Though the latter two were granted weekend leaves and didn't miss a game, the calls to duty didn't make life easy for Green Bay, which was rumbling along to an 11-3 record but which needed extra help before attempting to win its first NFL title in 17 years. Hornung had told Lombardi he was keeping in shape while he was deployed, though he later admitted that had been a bit of a fib, and Lombardi constantly mailed him gameplans.
Vince Lombardi then made a special phone call to one of his good friends.
As the story goes, Lombardi met John F. Kennedy whe he was campaigning in Wisconsin for the 1960 presidential election. Lombardi endorsed Kennedy, and Kennedy gave Lombardi his personal phone number. That's who Lombardi dialed up when the Packers were set to play the Giants for the 1961 NFL title to see if the president could pull some strings to make sure Hornung would be on leave and available for Green Bay.
Kennedy, the commander-in-chief, made it happen.
"Paul Hornung wasn't going to win the war on Sunday, but football fans of this country deserve the two best teams on the field that day."
That reportedly is what Kennedy told Lombardi, and Hornung made the favor pay off for his team, rushing 20 times for 89 yards and a touchdown while kicking three field goals in Green Bay's 37-0 domination of the Giants.

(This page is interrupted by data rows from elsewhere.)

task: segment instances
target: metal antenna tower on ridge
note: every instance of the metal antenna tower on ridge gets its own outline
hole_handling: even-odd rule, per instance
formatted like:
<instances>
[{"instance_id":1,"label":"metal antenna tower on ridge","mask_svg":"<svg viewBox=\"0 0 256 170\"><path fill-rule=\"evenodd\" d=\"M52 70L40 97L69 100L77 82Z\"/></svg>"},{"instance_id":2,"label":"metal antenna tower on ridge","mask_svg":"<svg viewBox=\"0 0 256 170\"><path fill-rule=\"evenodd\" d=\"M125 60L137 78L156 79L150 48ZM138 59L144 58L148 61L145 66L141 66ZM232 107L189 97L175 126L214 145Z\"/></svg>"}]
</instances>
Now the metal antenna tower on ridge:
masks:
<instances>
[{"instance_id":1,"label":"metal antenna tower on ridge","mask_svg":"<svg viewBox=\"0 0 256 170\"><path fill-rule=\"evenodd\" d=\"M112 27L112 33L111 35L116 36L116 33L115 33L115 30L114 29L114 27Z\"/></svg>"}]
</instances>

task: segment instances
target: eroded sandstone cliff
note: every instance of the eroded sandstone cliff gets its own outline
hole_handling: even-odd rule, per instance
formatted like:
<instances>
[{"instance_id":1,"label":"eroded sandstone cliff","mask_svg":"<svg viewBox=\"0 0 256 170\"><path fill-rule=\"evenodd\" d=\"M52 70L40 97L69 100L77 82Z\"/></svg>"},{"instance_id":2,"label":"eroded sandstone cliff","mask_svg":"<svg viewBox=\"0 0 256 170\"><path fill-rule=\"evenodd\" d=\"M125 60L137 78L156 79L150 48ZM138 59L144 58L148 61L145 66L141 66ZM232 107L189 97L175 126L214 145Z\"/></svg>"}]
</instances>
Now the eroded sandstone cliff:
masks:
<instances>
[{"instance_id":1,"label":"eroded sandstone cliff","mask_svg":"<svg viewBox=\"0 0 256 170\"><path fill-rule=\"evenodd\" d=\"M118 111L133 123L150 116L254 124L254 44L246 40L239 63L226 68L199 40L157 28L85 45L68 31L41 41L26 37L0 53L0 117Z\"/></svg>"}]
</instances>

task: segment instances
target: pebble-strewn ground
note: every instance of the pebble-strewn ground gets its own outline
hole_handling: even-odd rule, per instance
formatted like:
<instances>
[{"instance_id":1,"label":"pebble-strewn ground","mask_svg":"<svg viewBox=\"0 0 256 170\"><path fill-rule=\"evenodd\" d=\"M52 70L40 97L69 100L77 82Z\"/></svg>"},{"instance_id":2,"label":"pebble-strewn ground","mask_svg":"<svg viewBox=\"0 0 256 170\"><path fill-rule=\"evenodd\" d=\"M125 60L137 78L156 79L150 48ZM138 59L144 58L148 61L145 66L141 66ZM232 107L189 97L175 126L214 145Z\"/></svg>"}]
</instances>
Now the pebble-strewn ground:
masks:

Soon after, one of the major factors of Green Bay's victory sent the following telegram to one of the major benefactors on that day.
Via Packerville USA:
There's been plenty written about then-commissioner Pete Rozelle's decision to play NFL games just two days after Kennedy was assassinated 50 years ago today.
As the Racine Journal Times remembers, here's how Lombardi responded:
Vince Lombardi toed the company line the afternoon of Nov. 24, 1963 in the cramped media quarters of Milwaukee County Stadium. Just after Lombardi's Green Bay Packers defeated the San Francisco 49ers 28-10 to keep their hopes alive for a third straight NFL championship, he was asked by a member of the media about playing 48 hours after President John F. Kennedy was assassinated in Dallas.
“I saw no reason not to play the game,” a testy Lombardi responded.
But that's not the sentiment that was in the legendary coach's heart.
How could it have been? Lombardi not only lost his president that day. He lost a friend.